Je pense que tu es le plus à même à me comprendre. J'avais pourtant promis que ma prochaine lettre serait paisible.

Pardon.

Je n'ai tout simplement pas su résister à l'envie de te parler comme si rien ne pouvait te heurter ou t'éloigner. Je sais que, quoi que je te dise, tu me répondras.

Non, je n'en sais rien.

La seule certitude que j'ai, c'est celle qui me soulage et me brise aussi, oui, c'est insensé. C'est celle qui hurle dans ma tête lorsque je déchire tes enveloppes. Elle dit que je te répondrais, que peu importe ce que je découvrirais sur ton courrier froissé, je m'empresserais d'attraper un stylo pour te partager tout ce que j'ai sur le cœur.

Tu sais, j'ai encore plus insensé. J'espère que mes mots ne te troubleront pas mais cette nuit, je désire seulement être moi-même. Alors, je me permets d'être honnête en oubliant le fait que tu puisses ne plus jamais me retrouver à travers nos bouts de papiers.

Lorsque je ne sais pas dormir, c'est toi qui m'apaise. Je relis tes courriers, plusieurs fois, à tel point qu'il m'arrive d'avoir peur de les user. Puis, j'imagine ton image, je façonne tes traits en me demandant si tes yeux sont bleus ou marrons, peut-être verts ou alors, d'aucunes de ces teintes que je superpose sur un visage aux courbes singulières. Elles ne sont pas pleines, elles sont délicates, joliment tracées, presque timides pour des lèvres rouges ou roses, pulpeuses ou fines mais harmonieuses. J'imagine ta tignasse brune, elle est sombre et enjolive le reste de ton minois. Il est fort probable que je me trompe, après tout, je ne suis pas magicien. Alors, j'attrape des crayons et tente de dessiner plusieurs Skylar aux iris parfois foncés et aux cheveux dorés. Le blond t'irait bien aussi, mais tes boucles, je les vois aussi noires que l'ombre de nos cieux. Peut-être que tes cheveux sont rasés ou lisses, indomptables ou simplement indomptés. Et ta peau, est-elle blanche ou hâlée ? Sur mes dessins, elle est parfois aussi pâle que la porcelaine, bronzée et marquée d'ecchymoses mal cicatrisées. C'est tout un panel de couleurs et de sentiments mêlés.

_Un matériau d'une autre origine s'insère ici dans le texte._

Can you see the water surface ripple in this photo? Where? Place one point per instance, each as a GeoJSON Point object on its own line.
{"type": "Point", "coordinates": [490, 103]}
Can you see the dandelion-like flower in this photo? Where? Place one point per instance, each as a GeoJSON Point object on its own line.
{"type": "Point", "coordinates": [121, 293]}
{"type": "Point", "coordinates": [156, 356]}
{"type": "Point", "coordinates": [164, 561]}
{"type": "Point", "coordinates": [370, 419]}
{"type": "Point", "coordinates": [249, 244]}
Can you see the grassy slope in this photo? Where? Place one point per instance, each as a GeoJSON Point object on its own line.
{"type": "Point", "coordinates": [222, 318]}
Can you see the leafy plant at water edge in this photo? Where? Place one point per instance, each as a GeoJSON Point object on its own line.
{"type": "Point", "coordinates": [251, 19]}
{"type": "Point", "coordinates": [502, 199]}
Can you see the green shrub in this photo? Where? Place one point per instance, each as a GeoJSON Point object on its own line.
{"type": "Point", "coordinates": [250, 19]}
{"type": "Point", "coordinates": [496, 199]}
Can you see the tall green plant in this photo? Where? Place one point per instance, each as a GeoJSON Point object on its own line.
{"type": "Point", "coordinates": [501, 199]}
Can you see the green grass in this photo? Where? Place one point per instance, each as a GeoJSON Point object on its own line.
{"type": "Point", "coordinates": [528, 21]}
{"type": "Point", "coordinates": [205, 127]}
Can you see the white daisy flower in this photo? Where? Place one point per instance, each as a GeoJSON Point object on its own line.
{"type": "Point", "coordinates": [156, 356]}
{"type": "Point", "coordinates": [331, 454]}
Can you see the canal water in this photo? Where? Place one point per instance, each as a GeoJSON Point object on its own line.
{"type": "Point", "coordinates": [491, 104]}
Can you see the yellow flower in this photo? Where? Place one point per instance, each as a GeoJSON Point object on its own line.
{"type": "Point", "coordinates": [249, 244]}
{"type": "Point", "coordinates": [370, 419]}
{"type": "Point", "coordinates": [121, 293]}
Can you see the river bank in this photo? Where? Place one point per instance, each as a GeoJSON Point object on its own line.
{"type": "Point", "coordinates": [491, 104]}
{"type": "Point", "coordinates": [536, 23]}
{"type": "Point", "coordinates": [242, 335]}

Je deviens sûrement fou, je crée des versions de toi sans même connaître un seul détail de ta beauté, fragile ou angélique, banale ou immanquable.

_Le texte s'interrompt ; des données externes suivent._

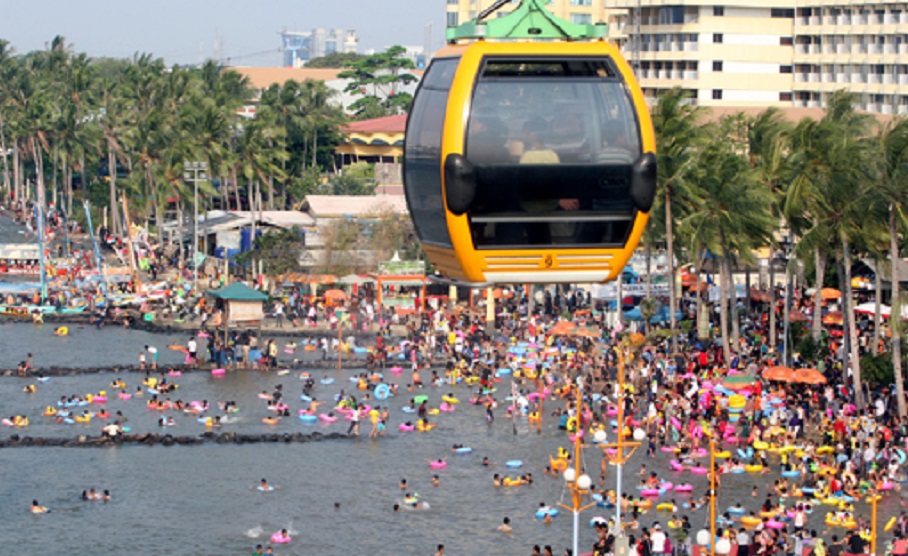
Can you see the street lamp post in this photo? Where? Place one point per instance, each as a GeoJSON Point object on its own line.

Puis, quand je suis satisfait de mes essais ou juste épuisé de me demander si tes traits sur mes cahiers s'approchent de la réalité, je tente de donner une sonorité à ta voix. Est-elle grave ou suave ? Éraillée à trop pleurer ou cassée à force de crier ? De hurler les injustices et les inégalités, les douleurs et ces erreurs. Celles de ces gens qui te blessent sans s'en soucier. Celles que je regrettent parce qu'il m'est impossible de t'avouer qui je suis et ce que tu es.

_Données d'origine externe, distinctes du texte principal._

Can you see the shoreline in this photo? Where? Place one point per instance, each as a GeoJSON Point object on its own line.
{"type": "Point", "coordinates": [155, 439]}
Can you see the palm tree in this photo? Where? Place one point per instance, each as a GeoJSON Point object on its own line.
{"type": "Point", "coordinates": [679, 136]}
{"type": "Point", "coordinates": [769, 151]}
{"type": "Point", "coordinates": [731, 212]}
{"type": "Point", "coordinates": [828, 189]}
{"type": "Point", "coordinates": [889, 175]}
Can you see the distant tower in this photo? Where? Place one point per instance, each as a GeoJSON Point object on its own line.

Tu m'as dit que je pouvais t'écrire des dizaines de pages, je suis capable de le faire si tu m'en laisses l'opportunité.

Ne prends pas peur par ce qu'il va suivre, mais, moi aussi, je crois avoir trouver la personne avec qui me libérer.

À très vite, je l'espère. Mon ciel...

P.S : Dans ta prochaine lettre, ne me dis pas à quoi tu ressembles. Un jour, on se verra et je suis certain de pouvoir te reconnaître sans même savoir. À trop t'imaginer, je finirais bien par te trouver.